Böyle zamanlarda annem 'uykularım senin olsun Simre' diyor ve o gece Simoş deliksiz uyurken ananenin gözüne gerçekten uyku girmemiş oluyor :))

O yüzden bu sözü yasakladım, eşitlikten yanayım, hepimizin uykusu eşit olsun lütfen! :)

Bunlar evde oturduğumuz zamanlarda geçerli.

Dışardayken arabasında, kangurusunda ya da ben araba kullanırken mışıl mışıl uykuya geçiyor kendiliğinden...

Yani Simo'nun gezmeciliği uykusunu bile etkiliyor!

Bakıcı, yardımcı ve annelerin yardımlarını beklemeden tek başıma büyüttüğüm kızımın tüm hareketlerinin, tüm ağlama çeşitlerinin anlamını biliyorum.

Hepsinin çözümü iki dakikamı alıyor sadece...

(Açlık = Emzirmek , Kakasını yapmışsa = Temizlemek, Canı sıkılmışsa = Sohbet)

ama Uykusu gelirse = Çeşit çeşit yaptığım tüm maskaralıklar ya tesadüf üzerine işe yarıyor ya da bir işe yarayan bir daha yaramıyor!

Mesela bir gün elektrik süpürgesiyle evi süpürürken,

Bir gün çamaşır asarken ana kucağında yanıma koyduğumda beni izlerken,

Genelde ana kucağını sallarken,

Birisi varsa birlikte battaniyesinde sallarken,

Atom karınca ananesi kolunda sallarken uyuyor ki en garantilisi bu ama benim kollarım kopuyor, ben yapamıyorum!

Ayakta sallamayı sevmiyorum, açıkçası hiçbir şekilde sallanarak değil kendiliğinden uykuya geçmesini istiyorum.

Uyku yöntemlerinden doktorumun da tavsiye ettiği Tracy Hogg yöntemini uygulamaya çalışıyoruum EASY ( Eating - Activity - Sleeping - You)

Yani öncelikli olarak bebeğin karnını doyuruyorsunuz, sonra onunla oyun oynuyorsunuz, yoruyorsunuz, uyutuyorsunuz ve en son kendiniz için bir şeyler yapmaya fırsat bulduğunuz kısa ama değerli dakikaları kazanıyorsunuz.

Bu yöntemde uyku öncesi bebeğimize kazandıracağımız alışkanlıklarımızın olması ilk amacımız.

Yani uykuya geçmeden önce alışkan olduğu bir rutin olmalı:

Aynı saatte Banyo - Masaj - Pijamalarını giydirmek - Loş ışık ve belki en son uykuya geçmesi için meme ya da ana kucağında hafif sallama bizim rutinimiz.

Simoti'nin şu anki uyku düzeni:

Gün içinde Sabah uyandıktan, temizlik ve sohbet işlemlerimizi bitirdikten sonra 11 gibi tekrar şekerleme uykusu, 2 gibi ikinci uyku, 5 gibi akşamüstü kestirmesi ve akşam 8 gibi yine uyku huysuzlukları ve 10'da kesin uykuya geçiş.

Gece sabaha kadar 3 kez emmek içi uyanıyor ve bu rutin dakika farklarıyla aynen devam ediyor (tabi arada oyun, beslenme, yarım saat Baby Tv, 1 saat oyun halısı aktivitelerimizi uygulamayı atlamazsak)

Dışardayken ya da 'nolur biraz daha uyu Simo' diye sabah biraz daha geç kalkarsak bu düzenimiz tamamen değişiyor.
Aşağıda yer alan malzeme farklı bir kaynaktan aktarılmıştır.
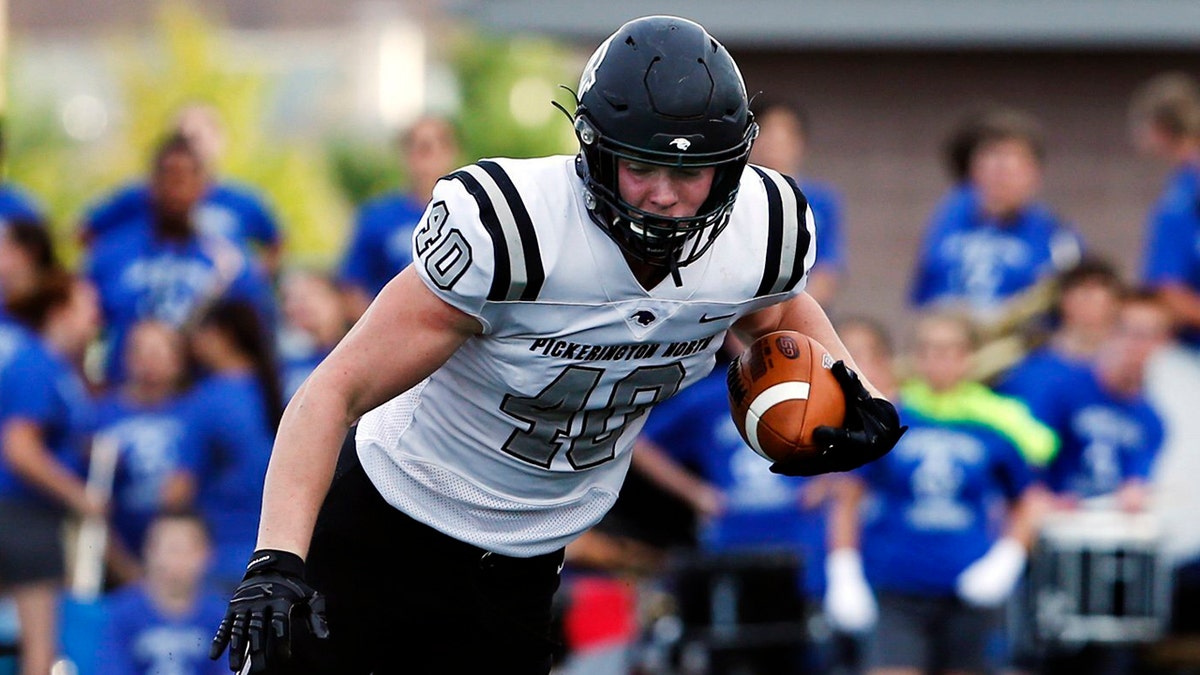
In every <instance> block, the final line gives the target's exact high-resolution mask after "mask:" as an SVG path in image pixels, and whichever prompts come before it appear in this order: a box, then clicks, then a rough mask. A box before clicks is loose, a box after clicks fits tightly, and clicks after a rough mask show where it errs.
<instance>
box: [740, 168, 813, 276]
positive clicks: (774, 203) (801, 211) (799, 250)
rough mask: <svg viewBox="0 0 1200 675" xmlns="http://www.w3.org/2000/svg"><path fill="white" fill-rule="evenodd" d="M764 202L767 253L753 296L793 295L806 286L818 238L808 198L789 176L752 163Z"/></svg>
mask: <svg viewBox="0 0 1200 675" xmlns="http://www.w3.org/2000/svg"><path fill="white" fill-rule="evenodd" d="M750 168H751V169H754V172H755V173H757V174H758V178H760V179H761V180H762V187H763V191H764V196H766V202H767V221H768V225H767V256H766V265H764V270H763V277H762V282H761V283H760V285H758V291H757V293H755V294H756V295H775V294H779V293H787V294H792V293H796V292H799V291H803V289H804V287H805V286H806V285H808V280H809V270H811V269H812V263H814V262H815V261H816V259H817V238H816V229H815V227H814V221H812V209H811V208H810V207H809V201H808V198H805V197H804V193H803V192H802V191H800V189H799V187H798V186H797V185H796V181H794V180H792V179H791V178H790V177H787V175H784V174H781V173H779V172H776V171H773V169H769V168H763V167H757V166H751V167H750Z"/></svg>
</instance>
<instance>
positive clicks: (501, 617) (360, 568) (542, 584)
mask: <svg viewBox="0 0 1200 675" xmlns="http://www.w3.org/2000/svg"><path fill="white" fill-rule="evenodd" d="M562 562H563V551H562V550H559V551H554V552H552V554H546V555H541V556H536V557H530V558H515V557H508V556H503V555H498V554H490V552H487V551H485V550H482V549H479V548H475V546H472V545H469V544H466V543H462V542H458V540H456V539H452V538H450V537H448V536H445V534H442V533H440V532H438V531H436V530H433V528H431V527H428V526H426V525H424V524H420V522H418V521H415V520H413V519H412V518H409V516H407V515H404V514H403V513H401V512H398V510H396V509H395V508H392V507H391V506H390V504H388V503H386V502H385V501H384V498H383V497H382V496H379V492H378V491H377V490H376V488H374V485H372V484H371V480H370V479H368V478H367V476H366V473H365V472H364V471H362V466H361V465H360V464H359V461H358V455H356V454H355V453H354V452H353V449H349V452H343V454H342V461H341V464H340V467H338V473H337V476H336V477H335V479H334V484H332V486H331V488H330V492H329V496H328V497H326V498H325V503H324V504H323V507H322V510H320V515H319V516H318V520H317V526H316V530H314V533H313V542H312V548H311V550H310V554H308V561H307V568H308V580H310V583H311V584H312V586H313V587H316V589H317V590H318V591H320V592H323V593H325V595H326V596H328V598H329V599H328V603H329V605H328V607H329V613H328V619H329V629H330V640H329V643H328V644H324V645H320V647H319V650H318V651H319V652H320V653H319V655H317V656H313V657H311V658H308V659H306V663H310V664H312V668H311V669H310V670H308V671H311V673H337V674H338V675H355V674H366V673H373V674H374V675H389V674H392V673H421V674H440V673H445V674H457V673H512V674H526V673H528V674H539V675H540V674H545V673H548V671H550V667H551V653H552V651H553V647H554V643H553V640H552V639H551V637H550V635H551V602H552V599H553V596H554V592H556V591H557V589H558V583H559V571H560V565H562Z"/></svg>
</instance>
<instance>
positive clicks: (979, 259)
mask: <svg viewBox="0 0 1200 675" xmlns="http://www.w3.org/2000/svg"><path fill="white" fill-rule="evenodd" d="M1081 249H1082V243H1081V240H1080V238H1079V237H1078V235H1076V234H1075V233H1074V232H1072V231H1069V229H1068V228H1066V227H1064V226H1063V225H1062V223H1061V222H1060V221H1058V219H1057V217H1056V216H1055V215H1054V214H1052V213H1050V210H1049V209H1048V208H1046V207H1044V205H1042V204H1038V203H1034V204H1031V205H1028V207H1026V208H1025V209H1024V210H1022V211H1020V213H1019V214H1016V215H1015V216H1013V217H1010V219H1008V220H1006V221H1000V220H997V219H994V217H990V216H986V215H984V214H983V213H982V210H980V207H979V197H978V196H977V193H976V191H974V190H973V189H972V187H958V189H955V190H954V191H953V192H952V193H950V195H949V196H948V197H947V198H944V199H943V201H942V203H941V204H940V205H938V208H937V210H936V211H935V214H934V217H932V220H931V222H930V226H929V231H928V232H926V233H925V239H924V241H923V244H922V247H920V252H919V255H918V259H917V268H916V270H914V275H913V285H912V289H911V301H912V304H913V305H917V306H926V305H934V304H942V303H958V304H964V305H966V306H967V307H968V309H970V310H971V311H973V312H976V313H978V315H980V316H986V315H989V312H994V311H996V310H997V309H998V306H1000V305H1001V304H1003V301H1004V300H1007V299H1008V298H1012V297H1013V295H1015V294H1018V293H1020V292H1021V291H1025V289H1026V288H1028V287H1031V286H1033V285H1034V283H1037V282H1038V281H1039V280H1042V279H1043V277H1046V276H1050V275H1052V274H1055V273H1056V271H1058V270H1062V269H1066V268H1069V267H1070V265H1073V264H1075V262H1078V261H1079V257H1080V252H1081Z"/></svg>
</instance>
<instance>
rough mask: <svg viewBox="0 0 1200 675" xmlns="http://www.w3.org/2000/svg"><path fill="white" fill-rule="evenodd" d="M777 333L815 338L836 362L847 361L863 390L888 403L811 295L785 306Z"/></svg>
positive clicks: (817, 341)
mask: <svg viewBox="0 0 1200 675" xmlns="http://www.w3.org/2000/svg"><path fill="white" fill-rule="evenodd" d="M776 330H798V331H800V333H803V334H805V335H808V336H809V337H812V339H814V340H816V341H817V342H821V346H823V347H824V348H826V350H827V351H828V352H829V356H832V357H833V358H834V360H844V362H846V365H847V366H848V368H850V369H851V370H853V371H854V372H857V374H858V377H859V380H862V381H863V386H864V387H866V390H868V392H870V394H871V395H872V396H875V398H877V399H887V396H884V395H883V393H882V392H880V390H878V388H876V387H875V384H871V382H870V381H869V380H868V378H866V376H865V375H864V374H863V370H862V369H860V368H858V364H857V363H854V357H853V356H851V353H850V351H848V350H846V346H845V345H842V344H841V337H839V336H838V331H836V330H834V328H833V323H832V322H830V321H829V317H828V316H827V315H826V312H824V310H823V309H821V305H820V304H817V301H816V300H814V299H812V297H810V295H809V294H808V293H800V294H799V295H798V297H796V298H794V299H792V300H790V301H788V303H786V304H785V305H784V311H782V315H781V318H780V322H779V328H776Z"/></svg>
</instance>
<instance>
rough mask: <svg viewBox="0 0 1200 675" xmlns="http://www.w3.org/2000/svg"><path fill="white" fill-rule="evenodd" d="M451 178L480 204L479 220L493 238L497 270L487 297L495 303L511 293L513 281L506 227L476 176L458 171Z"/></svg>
mask: <svg viewBox="0 0 1200 675" xmlns="http://www.w3.org/2000/svg"><path fill="white" fill-rule="evenodd" d="M450 178H454V179H457V180H458V181H460V183H462V185H463V186H464V187H466V189H467V192H469V193H470V196H472V197H474V198H475V203H476V204H479V220H480V222H482V223H484V228H485V229H487V234H488V237H491V238H492V252H493V253H494V256H496V270H494V271H493V273H492V287H491V288H490V289H488V291H487V299H488V300H490V301H493V303H498V301H502V300H504V299H505V297H506V295H508V293H509V286H510V285H511V283H512V273H511V270H510V269H509V264H510V263H509V246H508V244H506V243H505V241H504V229H503V228H502V227H500V219H499V217H497V215H496V208H494V207H493V205H492V199H491V198H490V197H488V196H487V191H486V190H484V186H482V185H480V184H479V181H478V180H475V177H473V175H470V174H469V173H467V172H464V171H457V172H455V173H452V174H450Z"/></svg>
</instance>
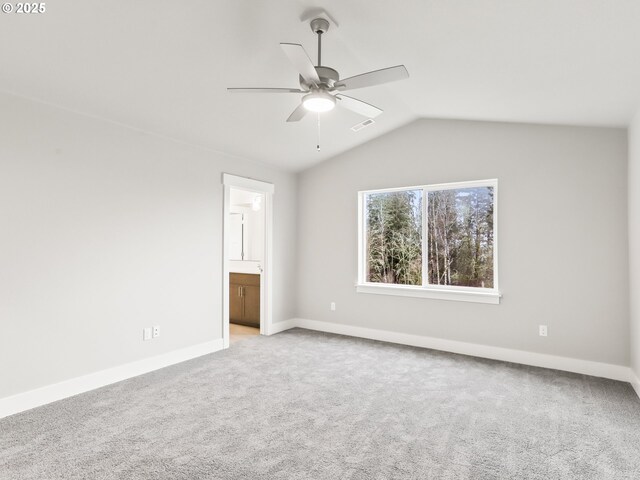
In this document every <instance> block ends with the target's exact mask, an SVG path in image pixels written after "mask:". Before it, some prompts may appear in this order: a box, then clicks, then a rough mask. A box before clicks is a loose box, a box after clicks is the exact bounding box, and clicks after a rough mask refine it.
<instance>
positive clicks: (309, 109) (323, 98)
mask: <svg viewBox="0 0 640 480" xmlns="http://www.w3.org/2000/svg"><path fill="white" fill-rule="evenodd" d="M302 105H303V106H304V108H305V109H307V110H309V111H310V112H317V113H322V112H328V111H329V110H333V108H334V107H335V106H336V99H335V98H334V97H333V95H331V94H329V93H325V92H314V93H310V94H308V95H305V96H304V97H303V98H302Z"/></svg>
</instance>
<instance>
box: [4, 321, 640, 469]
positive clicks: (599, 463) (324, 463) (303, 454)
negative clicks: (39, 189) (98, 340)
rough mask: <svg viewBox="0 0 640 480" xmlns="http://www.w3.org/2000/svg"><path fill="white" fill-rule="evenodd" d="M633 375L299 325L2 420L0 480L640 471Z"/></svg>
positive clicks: (252, 339)
mask: <svg viewBox="0 0 640 480" xmlns="http://www.w3.org/2000/svg"><path fill="white" fill-rule="evenodd" d="M638 478H640V401H639V400H638V398H637V397H636V395H635V393H634V392H633V390H632V388H631V386H630V385H629V384H626V383H622V382H615V381H611V380H605V379H600V378H594V377H588V376H584V375H577V374H571V373H565V372H560V371H554V370H547V369H541V368H534V367H527V366H522V365H516V364H510V363H505V362H498V361H491V360H484V359H478V358H474V357H468V356H463V355H455V354H449V353H443V352H437V351H433V350H427V349H420V348H413V347H406V346H400V345H394V344H388V343H383V342H375V341H369V340H363V339H357V338H351V337H345V336H338V335H331V334H324V333H319V332H312V331H308V330H302V329H294V330H289V331H286V332H283V333H280V334H278V335H274V336H271V337H255V338H250V339H247V340H244V341H242V342H238V343H237V344H236V345H234V346H232V348H230V349H228V350H225V351H222V352H217V353H214V354H211V355H207V356H204V357H200V358H197V359H194V360H190V361H188V362H184V363H181V364H178V365H174V366H171V367H168V368H164V369H162V370H158V371H155V372H151V373H149V374H146V375H142V376H139V377H136V378H132V379H129V380H126V381H123V382H120V383H117V384H114V385H110V386H107V387H104V388H101V389H98V390H94V391H91V392H88V393H85V394H82V395H78V396H75V397H72V398H68V399H65V400H61V401H59V402H56V403H53V404H49V405H46V406H43V407H39V408H36V409H33V410H30V411H27V412H23V413H21V414H17V415H13V416H11V417H8V418H5V419H3V420H0V479H2V480H8V479H11V480H31V479H34V480H35V479H37V480H57V479H65V480H74V479H91V480H103V479H127V480H139V479H140V480H142V479H144V480H149V479H172V480H182V479H184V480H187V479H188V480H198V479H257V480H261V479H270V480H273V479H300V480H302V479H314V480H315V479H318V480H324V479H327V480H328V479H331V480H335V479H350V480H365V479H366V480H377V479H380V480H382V479H385V480H388V479H438V480H445V479H474V480H475V479H481V480H490V479H501V480H502V479H535V480H543V479H544V480H549V479H554V480H563V479H581V480H585V479H587V480H588V479H598V480H606V479H616V480H622V479H638Z"/></svg>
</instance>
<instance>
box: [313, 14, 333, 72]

Düzenimiz çok şaşmasın diye de yine de dışarda olduğumuz ve geç kalktığımız zamanlara ait yaptıklarımızı saat saat not tutarak ipleri elimizden bırakmıyoruz! :)

19.8.10

Benim kucağım :)

Teyzesinin daha doğar doğmaz aldığı ana kucağı 2. ayımızdan itibaren hayat kurtaran oldu bizim için.

Ana kucağı yani benim kucağım işte!

Bebeğinin kucağa alışmasını istemeyen, kendine vakit ayırmak isteyen anneler için bebeği oyalayabilen süper bir icat olsa gerek...

 Ayrıca fotoğraf çekmek için de çok hoş bir fon oluyor arka planda ana kucağının gövdesi :)))

(Edinmek isteyenlere: Fisher Price - Rain Forest)

Üzerinde oyuncakları var, müziği var, titreşimi var.

Yere koyduğunuzda ayağınızla rahatça sallayabilirken, yemek yerken masanın üzerine koyup elinizle sallayabiliyorsunuz, bebeğinizden hiç ayrılmamış oluyorsunuz :)

Şu aralar kara kara düşünüyoruz, yakında buna sığamayacak ve biz ne yapıcaz!

10.8.10

7/24 Yanınızdayım!

Geçtiğimiz günlerde hamile iki arkadaşım doğum yaptı. 

Hastaneden çıkıp da evlerine döner dönmez beni aradılar.

Kendileri ve bebeklerinin durumları hakkında bilgi verdiler. Meraklıyım ya biliyorlar, hemen merakımı gideriyorlar :)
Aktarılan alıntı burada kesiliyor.